A study conducted by Afshar et al. showed that aerobic exercise with moderate intensity during the first two hours of a dialysis session significantly improve sleep quality and decrease serum leptin and C-reactive protein (CRP) levels in hemodialysis patients.17 In another study by Afshar et al. on hemodialysis patients, they found that aerobic and resistance exercises were significantly correlated with a reduction of serum creatinine and hs-CRP levels, thus aerobic exercise induced more reduction; however, the exercise had no influence on weight, Kt/V values, serum urea, albumin, hemoglobin, or lipid levels.18 It has also been shown that 4 months of intradialytic endurance exercise improved physical performance and reduced serum oxidative stress (TBARS), serum alkaline phosphatase (ALP), and epicardial fat levels in hemodialysis patients.19 In addition, it has been demonstrated that in hemodialysis patients, serum phosphate and potassium levels significantly decreased after an 8-week intradialytic aerobic exercise.20 The results of a study by Van Vilsteren et al. which was conducted on hemodialysis patients has shown the beneficial effects of cycling during dialysis together with a pre-dialysis strength training program on behavioral changes, physical fitness, physiological conditions, and health-related quality of life.21 Another study by Johansen et al. showed that lower extremity resistance exercise training for 12 weeks during hemodialysis sessions three times per week using ankle weights in patients who were receiving maintenance hemodialysis, increased quadriceps muscle cross-sectional area and also improved self-reported physical functioning.22

Moreover, Cheema et al. suggested that patients with ESRD could improve skeletal muscle quality and derive other health-related adaptations solely by engaging in a 12-week high-intensity PRT regimen during routine hemodialysis treatment sessions.23 Exercise can be performed either as ‘intradialytic’ or ‘interdialytic,’ and both exercise programs have pros and cons. Although debate still exists, intradialytic exercise programs are superior to interdialytic exercise programs in terms of a lower dropout rate.24

The present study presented some limitations; one limitation being the use of three different types of dialysis machines. We recommend further study using one type of dialysis machine for all patients. We conducted the study at one dialysis center which was the only center for chronic hemodialysis in the city, therefore a limited number of hemodialysis patients were available and the sample size may be small for a definite conclusion. Therefore a larger, multicenter study may be suggested. Also, the intensity of exercise is usually controlled with a cycle ergometer; however, we used the patients’ heart rate as a measure of intensity of exercise. Another limitation was the fact that based on the type of intervention in this study (exercise), it was very difficult to have a good control group, and hence confounders might play a role here. Moreover, based on the type of intervention, blinding was not feasible and physicians were not blinded to the study groups.

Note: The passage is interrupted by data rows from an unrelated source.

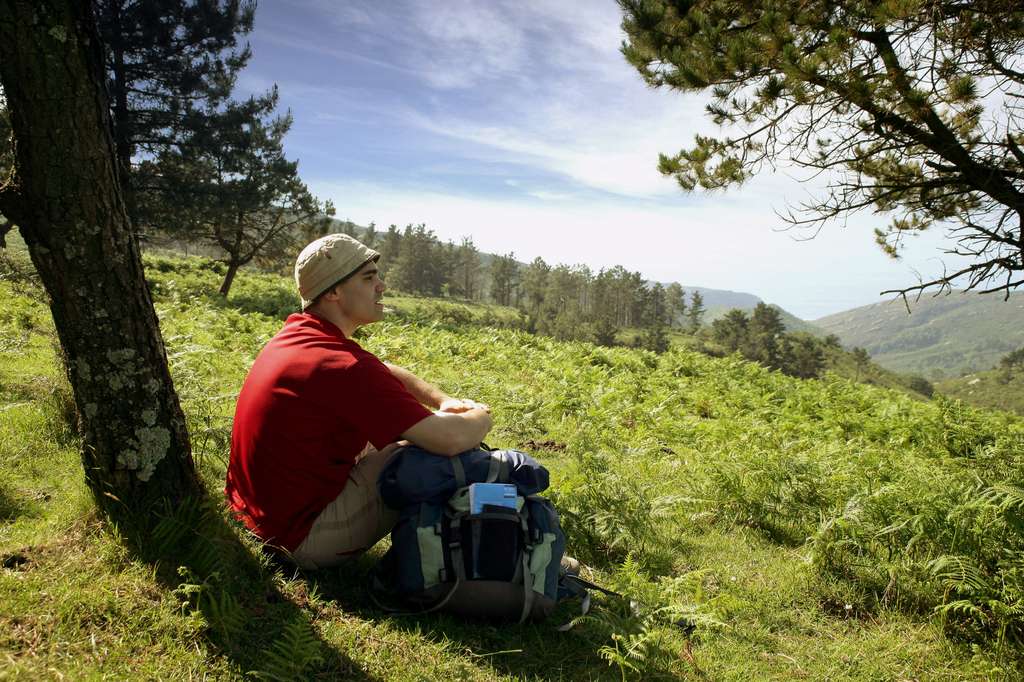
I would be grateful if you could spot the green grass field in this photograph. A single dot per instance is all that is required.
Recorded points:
(767, 527)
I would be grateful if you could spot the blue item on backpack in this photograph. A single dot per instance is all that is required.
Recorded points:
(418, 475)
(500, 563)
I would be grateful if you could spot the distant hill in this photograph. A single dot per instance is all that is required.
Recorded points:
(943, 336)
(1000, 388)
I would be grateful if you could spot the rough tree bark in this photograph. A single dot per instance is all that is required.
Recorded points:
(67, 200)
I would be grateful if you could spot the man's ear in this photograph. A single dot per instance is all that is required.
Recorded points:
(333, 294)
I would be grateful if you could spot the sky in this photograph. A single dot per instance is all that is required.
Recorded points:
(519, 124)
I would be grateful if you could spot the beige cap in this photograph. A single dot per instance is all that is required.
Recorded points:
(328, 260)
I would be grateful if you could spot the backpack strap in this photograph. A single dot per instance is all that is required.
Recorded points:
(527, 577)
(459, 471)
(527, 589)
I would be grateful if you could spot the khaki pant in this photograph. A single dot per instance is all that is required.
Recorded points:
(354, 521)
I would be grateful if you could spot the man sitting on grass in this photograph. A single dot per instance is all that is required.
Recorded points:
(318, 417)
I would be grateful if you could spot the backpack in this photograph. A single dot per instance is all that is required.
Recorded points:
(501, 562)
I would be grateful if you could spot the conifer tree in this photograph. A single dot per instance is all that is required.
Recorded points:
(467, 268)
(231, 186)
(730, 331)
(504, 279)
(168, 64)
(909, 109)
(764, 335)
(694, 315)
(675, 300)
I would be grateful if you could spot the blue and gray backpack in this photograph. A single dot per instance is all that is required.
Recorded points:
(496, 559)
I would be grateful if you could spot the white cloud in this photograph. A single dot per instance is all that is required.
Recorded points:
(728, 243)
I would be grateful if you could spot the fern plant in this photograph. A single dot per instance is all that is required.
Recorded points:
(297, 649)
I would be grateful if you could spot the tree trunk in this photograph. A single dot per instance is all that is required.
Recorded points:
(68, 203)
(225, 286)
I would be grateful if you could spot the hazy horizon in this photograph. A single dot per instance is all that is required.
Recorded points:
(519, 124)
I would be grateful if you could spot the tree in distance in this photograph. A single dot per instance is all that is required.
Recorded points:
(908, 109)
(231, 186)
(694, 314)
(66, 197)
(168, 62)
(504, 279)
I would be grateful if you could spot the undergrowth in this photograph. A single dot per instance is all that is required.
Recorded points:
(757, 525)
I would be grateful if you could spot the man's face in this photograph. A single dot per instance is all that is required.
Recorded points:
(359, 296)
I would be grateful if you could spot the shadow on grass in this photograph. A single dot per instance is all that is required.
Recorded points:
(254, 620)
(12, 506)
(523, 651)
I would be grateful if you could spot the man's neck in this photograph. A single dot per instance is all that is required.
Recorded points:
(346, 326)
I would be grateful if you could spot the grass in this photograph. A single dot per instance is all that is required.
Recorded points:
(768, 527)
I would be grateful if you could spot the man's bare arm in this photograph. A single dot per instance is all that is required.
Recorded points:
(429, 394)
(449, 433)
(425, 392)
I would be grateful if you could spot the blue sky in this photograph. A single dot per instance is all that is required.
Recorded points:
(519, 124)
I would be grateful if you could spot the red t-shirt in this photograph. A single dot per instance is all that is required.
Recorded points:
(309, 405)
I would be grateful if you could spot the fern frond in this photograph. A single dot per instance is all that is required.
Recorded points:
(292, 653)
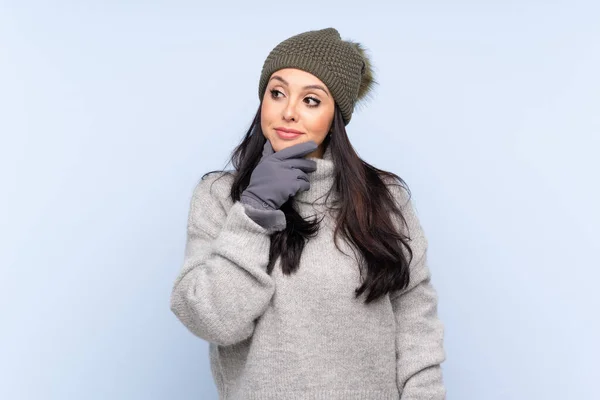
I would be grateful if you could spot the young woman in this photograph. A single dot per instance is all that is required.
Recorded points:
(305, 267)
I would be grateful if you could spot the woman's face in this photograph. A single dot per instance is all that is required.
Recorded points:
(296, 101)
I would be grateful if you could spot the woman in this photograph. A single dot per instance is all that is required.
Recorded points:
(305, 267)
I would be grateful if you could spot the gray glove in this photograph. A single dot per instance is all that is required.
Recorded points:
(279, 176)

In conclusion, the findings of the current study show that the prescribed intradialytic aerobic exercise program resulted in significant improvement in urea clearance. However, further investigations with larger samples may be required for the intervention to be prescribed as an adjunctive therapy to HD. The consequences of improved dialysis efficacy with intradialytic physiologic manifestations of the uremic syndrome (i.e., uremic myopathy, uremic neuropathy) have yet to be identified.


The authors wish to acknowledgment the efforts of the research deputy at Mazandaran University of Medical Sciences, also the head and staff at the dialysis department of Imam Khomeini Hospital in Sari for cooperating in the present study.